Le 12 octobre 2016


Sally Delorme-Pedrick, une artiste qui vit une partie de l’année dans la région Évangéline et l’autre partie dans l’état du Maine aux États-Unis, présentera 61 œuvres produites au cours des 15 dernières années, ici à l’Île, ainsi que dans la presqu’île de Pemaquid, au Maine.  

«J’ai construit mon exposition sur trois thèmes : les frontières d’arbres et de pierres, les influences nautiques et les moulins et les migrations.  Dans ces trois catégories, j’ai établi des liens et des parallèles en m’appuyant sur de véritables recherches historiques.  Ça fait trois ans que je prépare cette exposition», a indiqué l’artiste, récemment.  

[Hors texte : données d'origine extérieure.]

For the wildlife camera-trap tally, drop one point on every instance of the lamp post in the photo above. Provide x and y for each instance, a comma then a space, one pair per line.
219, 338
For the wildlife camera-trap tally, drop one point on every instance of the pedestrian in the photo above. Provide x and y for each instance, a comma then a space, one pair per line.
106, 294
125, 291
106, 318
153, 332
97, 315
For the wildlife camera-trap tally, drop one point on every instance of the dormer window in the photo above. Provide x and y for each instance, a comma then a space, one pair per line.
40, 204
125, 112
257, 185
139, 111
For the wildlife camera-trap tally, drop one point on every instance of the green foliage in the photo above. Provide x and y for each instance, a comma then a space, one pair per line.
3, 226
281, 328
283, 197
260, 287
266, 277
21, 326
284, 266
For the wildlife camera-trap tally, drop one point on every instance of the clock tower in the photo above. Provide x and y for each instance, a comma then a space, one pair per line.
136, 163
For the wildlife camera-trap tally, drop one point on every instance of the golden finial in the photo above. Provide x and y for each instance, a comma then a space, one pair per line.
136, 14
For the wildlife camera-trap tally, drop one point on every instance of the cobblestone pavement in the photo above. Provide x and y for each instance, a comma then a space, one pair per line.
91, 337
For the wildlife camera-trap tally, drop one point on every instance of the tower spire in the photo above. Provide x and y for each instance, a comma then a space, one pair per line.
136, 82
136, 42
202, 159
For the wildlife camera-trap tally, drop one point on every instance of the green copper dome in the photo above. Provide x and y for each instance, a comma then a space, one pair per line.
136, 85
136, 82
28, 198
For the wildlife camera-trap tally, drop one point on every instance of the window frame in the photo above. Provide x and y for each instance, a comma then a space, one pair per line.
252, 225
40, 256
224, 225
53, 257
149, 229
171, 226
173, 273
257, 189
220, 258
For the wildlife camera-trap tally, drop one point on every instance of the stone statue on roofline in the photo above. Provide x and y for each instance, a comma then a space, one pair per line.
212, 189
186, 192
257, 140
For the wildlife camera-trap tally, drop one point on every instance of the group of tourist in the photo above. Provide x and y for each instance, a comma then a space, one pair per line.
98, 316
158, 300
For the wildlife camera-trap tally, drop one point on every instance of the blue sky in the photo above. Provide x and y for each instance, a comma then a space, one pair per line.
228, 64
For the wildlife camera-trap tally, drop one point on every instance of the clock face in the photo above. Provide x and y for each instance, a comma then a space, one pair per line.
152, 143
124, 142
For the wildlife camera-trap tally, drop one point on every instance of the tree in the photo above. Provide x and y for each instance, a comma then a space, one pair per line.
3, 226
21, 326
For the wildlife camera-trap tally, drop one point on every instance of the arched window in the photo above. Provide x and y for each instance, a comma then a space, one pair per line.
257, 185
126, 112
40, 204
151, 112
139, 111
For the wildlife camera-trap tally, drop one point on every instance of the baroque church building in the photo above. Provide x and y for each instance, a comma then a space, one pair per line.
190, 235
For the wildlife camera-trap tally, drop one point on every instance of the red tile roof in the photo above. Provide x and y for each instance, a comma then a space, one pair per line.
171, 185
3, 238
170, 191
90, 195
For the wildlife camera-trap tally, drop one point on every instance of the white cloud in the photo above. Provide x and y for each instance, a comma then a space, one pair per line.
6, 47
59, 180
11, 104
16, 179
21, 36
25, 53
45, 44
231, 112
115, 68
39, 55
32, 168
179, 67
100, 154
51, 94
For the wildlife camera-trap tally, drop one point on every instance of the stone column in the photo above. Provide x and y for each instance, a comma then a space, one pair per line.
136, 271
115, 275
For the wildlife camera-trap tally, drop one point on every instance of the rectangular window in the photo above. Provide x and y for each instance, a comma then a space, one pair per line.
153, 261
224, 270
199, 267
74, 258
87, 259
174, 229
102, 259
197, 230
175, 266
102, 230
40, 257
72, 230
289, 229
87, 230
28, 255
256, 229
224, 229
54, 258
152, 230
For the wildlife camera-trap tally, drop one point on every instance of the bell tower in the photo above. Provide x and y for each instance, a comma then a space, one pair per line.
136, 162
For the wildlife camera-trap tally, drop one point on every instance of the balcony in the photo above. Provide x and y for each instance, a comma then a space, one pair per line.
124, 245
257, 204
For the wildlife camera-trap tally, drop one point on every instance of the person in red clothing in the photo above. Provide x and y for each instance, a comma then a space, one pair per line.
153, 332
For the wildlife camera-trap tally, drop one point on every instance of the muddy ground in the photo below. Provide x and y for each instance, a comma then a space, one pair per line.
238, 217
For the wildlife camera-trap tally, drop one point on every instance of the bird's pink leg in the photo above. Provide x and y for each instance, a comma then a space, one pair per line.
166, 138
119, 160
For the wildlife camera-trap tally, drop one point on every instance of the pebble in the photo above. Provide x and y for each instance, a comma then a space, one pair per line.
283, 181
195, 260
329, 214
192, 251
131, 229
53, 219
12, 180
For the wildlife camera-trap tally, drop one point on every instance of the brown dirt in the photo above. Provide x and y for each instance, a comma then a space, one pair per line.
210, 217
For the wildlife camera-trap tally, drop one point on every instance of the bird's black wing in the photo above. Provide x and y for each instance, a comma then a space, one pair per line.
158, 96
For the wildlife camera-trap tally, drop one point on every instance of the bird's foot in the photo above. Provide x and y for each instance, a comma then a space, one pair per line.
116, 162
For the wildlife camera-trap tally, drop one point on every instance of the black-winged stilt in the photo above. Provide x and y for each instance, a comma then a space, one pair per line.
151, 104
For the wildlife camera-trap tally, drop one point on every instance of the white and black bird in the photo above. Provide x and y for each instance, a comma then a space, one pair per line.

L’exposition ouvrira le dimanche 16 octobre au Centre Eptek à Summerside, lors d’une réception au cours de laquelle Sally donnera un aperçu de sa démarche dans la création de cette exposition.  L’exposition sera présentée jusqu’au 18 novembre.  

Un des trois thèmes fait référence aux migrations et aux moulins (usines textiles).  «Mon arrière-grand-père, Joseph Arsenault (marié avec Barbie), a quitté l’Île pour aller travailler dans les filatures au Nouveau-Brunswick.  Au fil des années, il a migré vers le sud, pour aboutir dans les filatures du Maine.  C’est là que mon père est né.  Il était le dernier de la famille et un des seuls qui n’a pas travaillé dans les filatures», a raconté l’artiste, attirant aussi l’attention sur un autre lien migratoire intéressant, concernant l’usine MacAusland.  

«En 1949, un incendie a dévasté l’usine de la famille MacAusland.  Vers la même pério-de, après la Seconde Guerre mondiale, des filatures du Maine fermaient leurs portes.  MacAusland a pu acheter des équipements et redémarrer les affaires.  Il n’y a donc pas que les gens qui ont migré, mais les équipements aussi», a raconté Sally Delorme-Pedrick, et ce n’est qu’une des histoires que son exposition permettra de mettre en lumière.  

Pour la petite histoire, Sally Delorme-Pedrick a peint sa toute première toile à l’Île-du-Prince-Édouard à North Cape, le 11 septembre 2001.